In this vCJD model incubation time to symptoms and death is very variable. Only 49% of inoculated mice succumb to the disease, most reaching old age before displaying clinical symptoms. We examined 29 vCJD-prion-infected mice, 148 to 720 days after inoculation. All but one of the mice lacked symptoms, suggesting they were at early stages of the disease. Four of 28 asymptomatic mice and one symptomatic mouse had long all-or-none bursts (up to 1.7 s, mean of 736 ± 150 (s.e.m) ms in 5 slices) in response to pairs of stimuli at 100-500 ms. Such abnormalities were absent from all 36 controls, taken 37 to 716 days after inoculation, and 29 sCJD-prion-infected animals taken 196 to 316 days after inoculation (Fisher's Exact Test p<0.005). A pronounced extracellular negativity in stratum oriens during the burst implicated excitatory synaptic input on pyramidal neuron basal dendrites. The NMDA-receptor antagonist D-APV (25 µM) reversibly blocked these bursts (n=4). Surprisingly, blocking AMPA/KA receptors had no effect on the bursts; they persisted in the presence of CNQX (20µM) or NBQX (20 to 75 µM).

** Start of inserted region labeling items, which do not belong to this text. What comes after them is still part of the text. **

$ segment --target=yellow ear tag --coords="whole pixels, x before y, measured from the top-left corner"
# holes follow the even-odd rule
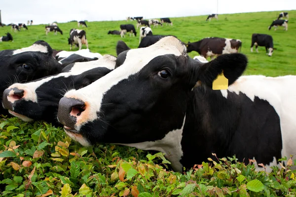
[[[228,79],[224,76],[223,71],[213,81],[212,88],[215,90],[226,90],[228,88]]]

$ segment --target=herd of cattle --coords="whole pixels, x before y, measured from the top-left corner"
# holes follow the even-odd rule
[[[73,40],[82,38],[75,30]],[[152,36],[159,35],[142,41]],[[256,46],[268,39],[254,34],[252,43],[253,37]],[[155,40],[133,49],[119,41],[117,57],[56,51],[42,40],[1,51],[0,114],[63,126],[84,146],[111,143],[161,151],[179,171],[212,153],[235,155],[246,164],[255,160],[258,169],[262,163],[270,171],[278,159],[296,153],[296,93],[289,91],[296,76],[241,76],[248,60],[234,53],[241,47],[238,40]],[[204,57],[220,53],[202,47],[212,40],[224,47],[209,62]],[[187,55],[195,50],[203,57]],[[214,90],[221,75],[228,88]]]

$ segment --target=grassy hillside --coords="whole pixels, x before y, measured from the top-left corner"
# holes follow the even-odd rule
[[[295,75],[296,74],[296,10],[289,11],[288,32],[283,31],[283,27],[279,27],[276,31],[273,31],[273,28],[268,31],[268,26],[279,13],[280,11],[272,11],[222,14],[219,15],[219,20],[214,19],[211,22],[206,22],[207,16],[173,18],[171,18],[173,26],[165,25],[162,27],[152,29],[155,34],[175,35],[185,43],[188,41],[196,41],[209,36],[240,39],[243,42],[241,52],[246,54],[249,60],[245,74],[271,76]],[[115,47],[119,40],[124,41],[131,48],[137,48],[139,45],[138,36],[130,37],[128,33],[126,37],[121,38],[119,35],[107,34],[109,30],[119,30],[120,24],[127,23],[133,24],[135,26],[136,25],[135,21],[92,22],[87,23],[88,28],[79,29],[86,30],[89,48],[92,52],[115,55]],[[67,38],[71,29],[77,28],[77,23],[60,23],[58,25],[63,31],[63,35],[58,33],[55,36],[53,33],[50,33],[45,35],[43,25],[30,26],[28,31],[12,32],[14,42],[0,43],[0,50],[27,47],[36,40],[42,39],[48,42],[53,49],[69,50]],[[0,35],[3,35],[7,32],[11,33],[10,28],[10,27],[0,28]],[[272,57],[265,54],[265,48],[263,47],[259,47],[259,54],[250,52],[253,33],[267,33],[272,36],[274,47],[277,48]],[[83,48],[85,48],[83,46]],[[192,52],[189,55],[193,57],[198,54]]]

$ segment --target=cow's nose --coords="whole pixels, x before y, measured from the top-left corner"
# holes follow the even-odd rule
[[[84,102],[81,100],[63,97],[60,100],[58,119],[64,126],[74,129],[75,124],[85,110]]]

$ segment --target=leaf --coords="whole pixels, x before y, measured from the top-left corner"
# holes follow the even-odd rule
[[[16,157],[15,153],[12,151],[5,151],[0,153],[0,157]]]
[[[252,180],[247,183],[247,188],[252,192],[259,192],[264,190],[264,186],[258,179]]]

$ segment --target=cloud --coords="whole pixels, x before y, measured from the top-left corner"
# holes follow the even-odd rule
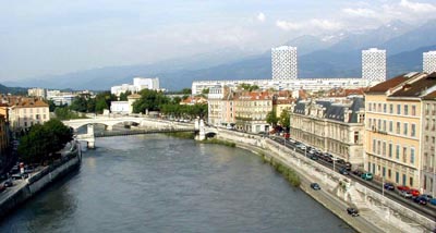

Hence, the vCJD prion strain results in markedly early and unique hippocampal pathophysiology. The NMDA-dependent epileptiform activity does not require AMPA/KA-mediated depolarisation, and the bursts are present only on the second of a pair of pulses, suggesting that paired-pulse dependent mechanisms for NMDA potentiation might be present. Early diagnosis of vCJD remains challenging and these results suggest novel diagnostic approaches as well as drug targets for the treatment of this disease.